Before I begin though, let me disseminate some Borneo trivia. The third largest island in the world is home to three countries: Malaysia (Sabah and Sarawak), Brunei, and Indonesia (Kalimantan). It has some of the world’s most wildlife-rich equatorial rainforests, incredible landscapes, and lush indigenous culture. One thing you should also know is that Borneo is a culinary melting pot. Cuisines there are wide-ranging due to varied ethnic and cultural backgrounds. Whether it’s Chinese, Malay, Indonesian, Kelabit, or Iban, culinary traditions there thrive with the availability of fresh, natural offerings everywhere.

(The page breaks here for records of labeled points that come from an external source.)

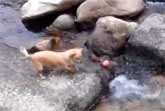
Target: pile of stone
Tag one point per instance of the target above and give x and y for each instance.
(114, 28)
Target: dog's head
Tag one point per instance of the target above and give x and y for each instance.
(75, 53)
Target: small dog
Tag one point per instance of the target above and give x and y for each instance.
(62, 60)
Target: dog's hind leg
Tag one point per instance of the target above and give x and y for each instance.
(39, 67)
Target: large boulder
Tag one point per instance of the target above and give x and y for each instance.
(34, 8)
(149, 38)
(110, 36)
(62, 22)
(21, 90)
(92, 9)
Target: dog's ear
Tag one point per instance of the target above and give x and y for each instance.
(54, 42)
(72, 56)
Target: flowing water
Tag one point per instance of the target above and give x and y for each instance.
(128, 91)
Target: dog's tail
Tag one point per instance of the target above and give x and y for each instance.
(24, 52)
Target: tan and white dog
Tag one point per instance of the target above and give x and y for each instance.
(62, 60)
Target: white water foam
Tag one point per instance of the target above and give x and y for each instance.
(124, 88)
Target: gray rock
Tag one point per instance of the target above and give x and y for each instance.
(148, 39)
(63, 22)
(91, 9)
(34, 8)
(109, 36)
(21, 90)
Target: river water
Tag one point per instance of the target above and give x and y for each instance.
(14, 34)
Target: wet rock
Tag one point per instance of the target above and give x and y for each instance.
(92, 9)
(109, 36)
(148, 39)
(21, 90)
(12, 31)
(34, 8)
(62, 22)
(16, 4)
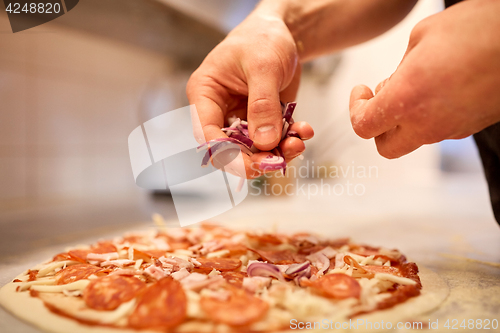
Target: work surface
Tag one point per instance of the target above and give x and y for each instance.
(447, 228)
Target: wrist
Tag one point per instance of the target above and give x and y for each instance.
(287, 12)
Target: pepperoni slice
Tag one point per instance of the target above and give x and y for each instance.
(76, 272)
(61, 257)
(163, 305)
(338, 286)
(220, 264)
(79, 255)
(155, 253)
(104, 247)
(109, 292)
(382, 269)
(240, 309)
(234, 278)
(32, 275)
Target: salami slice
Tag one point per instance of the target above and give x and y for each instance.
(338, 286)
(264, 239)
(239, 310)
(76, 272)
(234, 278)
(163, 305)
(220, 264)
(109, 292)
(382, 269)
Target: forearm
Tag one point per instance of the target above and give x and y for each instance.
(323, 26)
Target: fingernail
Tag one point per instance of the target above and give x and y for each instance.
(265, 135)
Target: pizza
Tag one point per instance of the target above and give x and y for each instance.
(216, 279)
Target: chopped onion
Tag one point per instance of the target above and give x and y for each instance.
(319, 260)
(238, 133)
(265, 270)
(297, 268)
(272, 162)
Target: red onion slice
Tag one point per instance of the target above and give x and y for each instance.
(243, 139)
(297, 268)
(272, 162)
(238, 133)
(319, 260)
(265, 270)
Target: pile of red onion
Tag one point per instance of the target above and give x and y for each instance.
(237, 133)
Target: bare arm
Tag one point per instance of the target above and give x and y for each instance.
(258, 65)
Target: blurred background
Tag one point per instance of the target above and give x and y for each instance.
(72, 90)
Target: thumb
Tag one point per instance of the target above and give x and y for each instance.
(264, 110)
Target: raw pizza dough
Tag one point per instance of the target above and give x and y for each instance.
(33, 310)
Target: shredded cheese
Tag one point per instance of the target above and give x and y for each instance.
(43, 281)
(395, 279)
(45, 270)
(77, 285)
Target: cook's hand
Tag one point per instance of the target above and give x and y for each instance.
(446, 87)
(247, 75)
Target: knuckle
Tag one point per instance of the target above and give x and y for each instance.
(360, 129)
(261, 107)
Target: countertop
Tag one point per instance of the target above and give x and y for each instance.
(447, 227)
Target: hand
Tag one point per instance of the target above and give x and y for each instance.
(446, 86)
(247, 75)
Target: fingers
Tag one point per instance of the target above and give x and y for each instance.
(209, 117)
(291, 148)
(396, 143)
(264, 109)
(380, 86)
(370, 116)
(304, 130)
(289, 94)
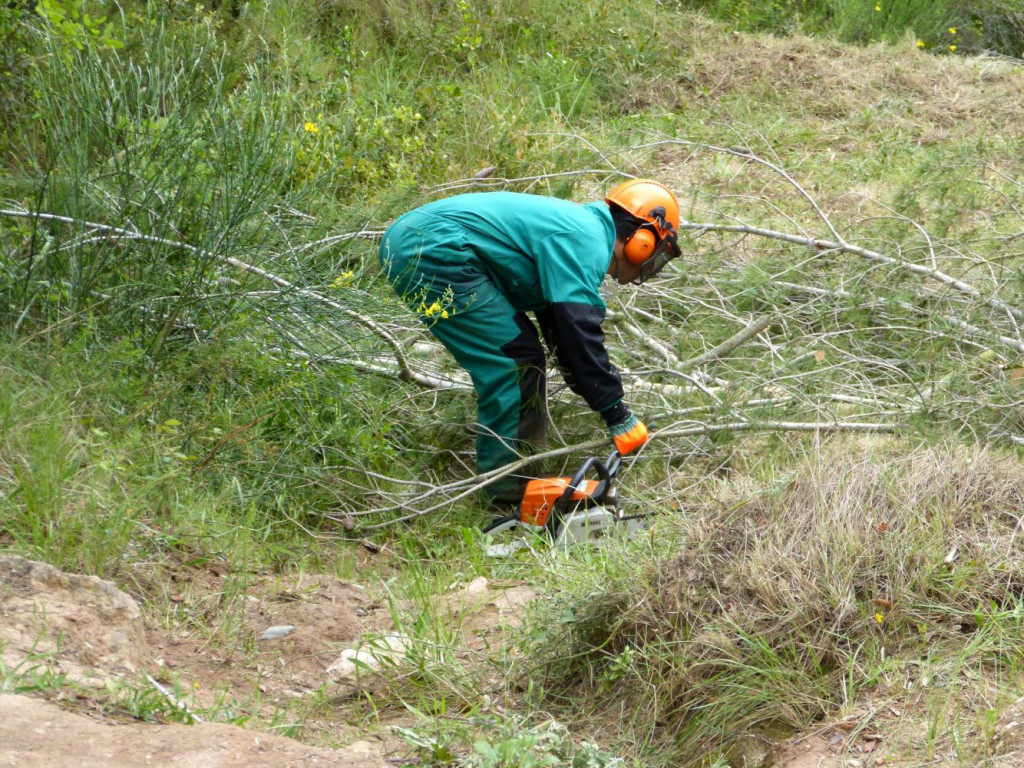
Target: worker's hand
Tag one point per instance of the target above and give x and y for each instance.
(629, 435)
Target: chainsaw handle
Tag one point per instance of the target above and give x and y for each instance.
(606, 472)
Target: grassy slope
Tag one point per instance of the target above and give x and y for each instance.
(99, 449)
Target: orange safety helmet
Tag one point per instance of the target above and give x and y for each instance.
(657, 207)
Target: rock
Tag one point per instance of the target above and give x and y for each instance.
(85, 622)
(1009, 733)
(368, 657)
(275, 633)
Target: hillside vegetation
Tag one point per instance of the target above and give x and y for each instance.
(202, 368)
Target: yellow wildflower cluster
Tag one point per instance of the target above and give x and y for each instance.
(342, 281)
(435, 308)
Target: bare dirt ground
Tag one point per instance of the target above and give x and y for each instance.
(57, 624)
(93, 634)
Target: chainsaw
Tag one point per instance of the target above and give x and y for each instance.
(581, 509)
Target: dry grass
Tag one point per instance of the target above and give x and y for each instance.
(932, 95)
(781, 605)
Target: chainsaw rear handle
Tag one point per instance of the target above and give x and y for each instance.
(606, 472)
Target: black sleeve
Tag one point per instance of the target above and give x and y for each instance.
(573, 332)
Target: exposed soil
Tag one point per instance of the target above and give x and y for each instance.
(52, 623)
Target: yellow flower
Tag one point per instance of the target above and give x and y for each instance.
(342, 281)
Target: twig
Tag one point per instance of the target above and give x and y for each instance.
(729, 344)
(169, 694)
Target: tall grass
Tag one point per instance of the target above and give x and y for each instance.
(778, 606)
(948, 26)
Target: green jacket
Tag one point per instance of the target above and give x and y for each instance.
(546, 255)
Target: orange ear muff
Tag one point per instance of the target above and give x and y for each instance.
(641, 245)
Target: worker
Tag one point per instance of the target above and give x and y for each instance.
(472, 266)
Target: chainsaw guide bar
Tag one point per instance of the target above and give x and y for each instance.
(567, 511)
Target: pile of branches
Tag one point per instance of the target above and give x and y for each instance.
(792, 324)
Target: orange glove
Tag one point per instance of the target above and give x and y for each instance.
(629, 435)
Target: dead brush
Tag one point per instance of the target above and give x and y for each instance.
(779, 605)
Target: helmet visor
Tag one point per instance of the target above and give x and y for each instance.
(666, 251)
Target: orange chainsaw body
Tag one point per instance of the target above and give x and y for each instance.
(541, 496)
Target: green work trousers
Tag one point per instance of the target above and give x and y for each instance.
(434, 271)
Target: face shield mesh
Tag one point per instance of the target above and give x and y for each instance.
(666, 251)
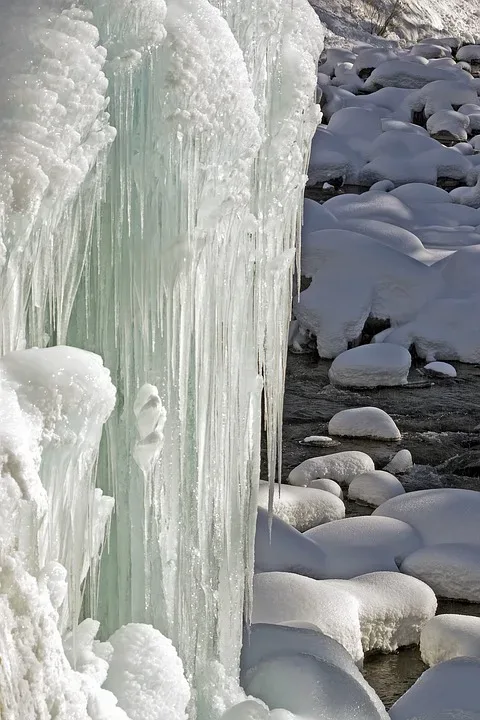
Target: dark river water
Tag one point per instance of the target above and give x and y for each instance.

As I think about all the ingredients from the island—most of which I’ve probably never heard of—I am reminded of Sheela Velappan’s (founder of Borneo Restaurant and Bar) anecdotes on her experiences foraging for resources in Borneo. Some good, some not as good; you’ll just have to ask her and she’d be happy to spill the tea let you know. In collaboration with Sabahan chef, Emily Chak, the restaurant aims to help people gain a deeper appreciation and understanding of Bornean food through modern, contemporary dishes. I tried quite a number of dishes and these are my favourites!
Borneo Satay (RM25)
I remember clearly how I felt when this dish was first placed on the table. The meat glistened and sparkled—almost as if it’s calling out for attention (which clearly succeeded!). So, what’s a Borneo Satay? The restaurant’s version is olive-fed pork marinated in gula apong (Sarawak palm sugar) and served with nutty keranji (velvet tamarind) gravy. Did I like it? Let me break it down for you. On first bite (dipped in sauce), flavours I’ve never experienced came bursting through. The subtle sweetness of the gula apong combined with hints of sourness from the gravy enhanced the essence of the meat. Mind you, the pork on its own already packs a punch, both from the lushness of the meat and the palm sugar coating. Unlike conventional satays one can get at the mamak or hawker stall—which can be quite burnt and thin—the Borneo Satay was adequately grilled and inviting. I didn’t even have to remove any black parts (you know what I mean). However, it’s truth bomb time. Personal opinion: Take the satay without the gravy. Why? The meat already has its own natural aroma and piquancy, and the plum-like sourness would have taken away its opulence. I’ve always preferred my meat raw (as in just slightly salted without additional sauces) so dunking it in dressing is a no-no. Try it for yourself and let me know if you fancy the Borneo Satay with or without the nutty keranji relish.
Cangkuk Manis (RM12)
I get it. It looks pretty normal. Oh, it’s also really, really green. But fret not if you’re not into fibre (you should be, by the way), this is one dish that everyone can enjoy. Really. Anyone. This sweet, leafy vegetable is more commonly known as ‘Mani Chai’. Served fried and crispy, the plate came with cured egg yolk. I began my journey through the cangkuk manis forest with a teaspoon-full of crunch. The bad news is that it was bland. The good news, however, is that it was that exact mildness that made the dish so addictive. It’s light, refreshing, and perfect as a bar snack (especially when paired with tuak). Yes, it was somewhat oily, which took some points off. Dilemma alert; so unhealthy yet I couldn’t stop eating it. No, I did not forget about the beautiful topping. I mentioned earlier that the cangkuk manis did not have any a lot of taste to it, but that was also why it came with the cured egg yolk. According to Sheela, it is better to add bits of the yolk to your spoon when needed rather than stir everything together. I did the latter but still enjoyed the upgraded flavours nevertheless. While thorough saltiness isn’t everyone’s cup of tea, the cangkuk manis went from meh to savoury (even with a pinch). At the end of the day, it depends massively on how you intend to eat it—as a snack, go without the egg yolk, and vice versa.
Kong Pia (RM20)
Kong pia, or roti kompyang in Malay (and kompia in Indonesian) can be found wherever there are Foochows. Hence, kong pia is available in places such as Sitiawan in Perak and Sibu in Sarawak. The bread is usually made with lard, onions, salt, and flour in addition to meat fillings. As you can see from the photo above, there is some kind of deconstruction going on with Borneo Restaurant’s interpretation of the dish. The fried sesame pastry buns are accompanied by minced pork, salted fish, and raw egg yolk—outside the doughnut. That’s new. Presented sizzling hot, the first reaction will be from the prodigious smell exuded from the plate. Breathe it all in, squeeze the lime and mix everything together (including the egg but sans the bread).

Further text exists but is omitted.